Central Health is also looking to hire a new CEO after the sudden resignation of Rosemarie Goodyear in February. Louise Jones has been serving as interim CEO until a permanent replacement is found.

The new CEO will be appointed through the Independent Appointments Commission.

Haggie says while there's change in the organization, that could prove advantageous to a new CEO, who will be able to guide the authority through it all.

"I would say it's a good reason to bring a new CEO in at this point. The new CEO, with a skillset that matches the requirements of a CEO and a change manager, can be able to help steer the board, advise the board, and steer management in the direction that he or she decides," said Haggie.

Central Health’s Board of Trustees and Senior Leadership have received the external review report and recommendations.

In an issued statement by Central Health suggests, members of the board “look forward to working with the implementation committee to address the report’s recommendations.”

Local reaction

Vaughn founded his recommendations on meeting with 115 individuals and groups, and receiving 178 confidential emails over the course of two months – March and April.

The Gander and Area Chamber of Commerce was one of the groups to meet with him. President and CEO Hazel Bishop is pleased with the outcome.

She called it strong start to bringing about change.

The Chamber had brought forward concerns about senior management, the board of directors, the atmosphere at James Paton, obstetrical shortages and a loss of doctors.

“We feel it has been addressed in this report, and we are looking forward to working in collaboration with Central Health as they move to implement the recommendations,” she said.

Bishop has noticed the division between two health centres, as well.

She said Vaughn’s recommendation for management positions to be split between the two heath centres can help bring about balance.

Gander Mayor Percy Farwell too sees the benefits of having a senior management presence at both locations as well.

“The concerns staff and physicians have about being disengaged from management is perpetuated by never seeing someone from senior management outside of a prearranged tour once in a blue moon,” he said. “The relationship between physicians and management is probably closer in Grand Falls-Windsor because they are there, creating more opportunity for interaction.

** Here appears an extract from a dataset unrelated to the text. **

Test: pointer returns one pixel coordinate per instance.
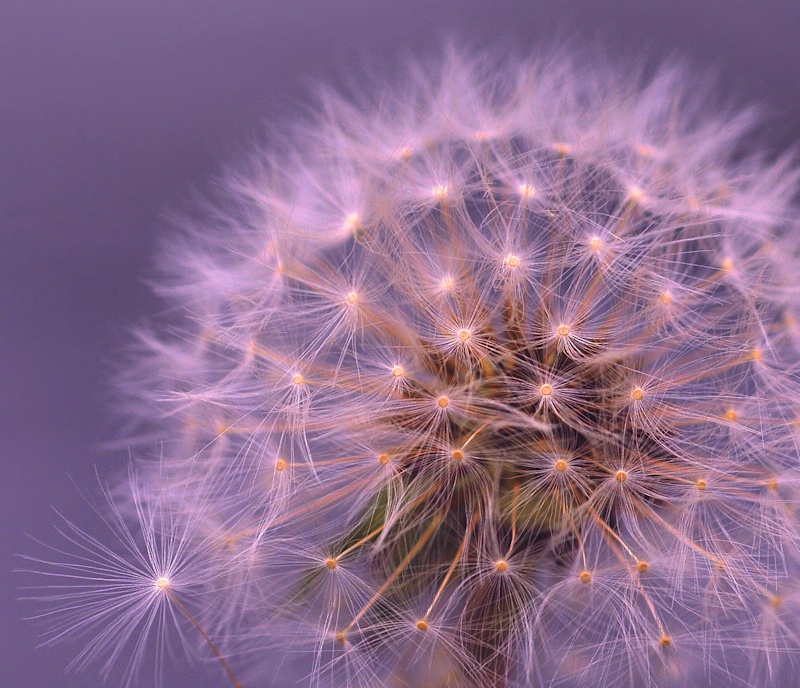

“That’s a good thing, that’s what should happen, but it’s just not happening in Gander.”

He’s also pleased with the recommendation for more community engagement, as it could create an opportunity for local input, something Farwell said wasn’t an option in the past.

“When you have no input, no familiarity, no feeling of influence of how things are done, even though you represent a large portion of the authority’s population, you certainly feel one has an advantage over you,” he said.

The recommendations, he said, pointed to a broken system.

“The objective now is to get it fixed, to offer the best service to the people of the central region,” he said. “I’m happy to see a number of recommendations, if implemented, I think it will improve things.

Both Farwell and Bishop say they will play their part in keeping provincial government accountable in seeing the recommendations implement.

- With files from Adam Randell

Five recommendations highlighted by Gander groups

• Locate senior management offices equally between Central Newfoundland Regional Health Centre and James Paton Memorial Regional Health Centre.

• Medical bylaw changes are required to remove CEO as final authority for approval of credentialing and privileging of physicians. It should be the board's responsibility.

• Amend board bylaw to open meetings to be public beyond the annual meeting.

• There should be a full-time vice-president of Medicine for the Regional Health Authority.

• The Board develop a communication strategy a) internally for staff, and b) externally with communities to increase transparency of the board decision making process.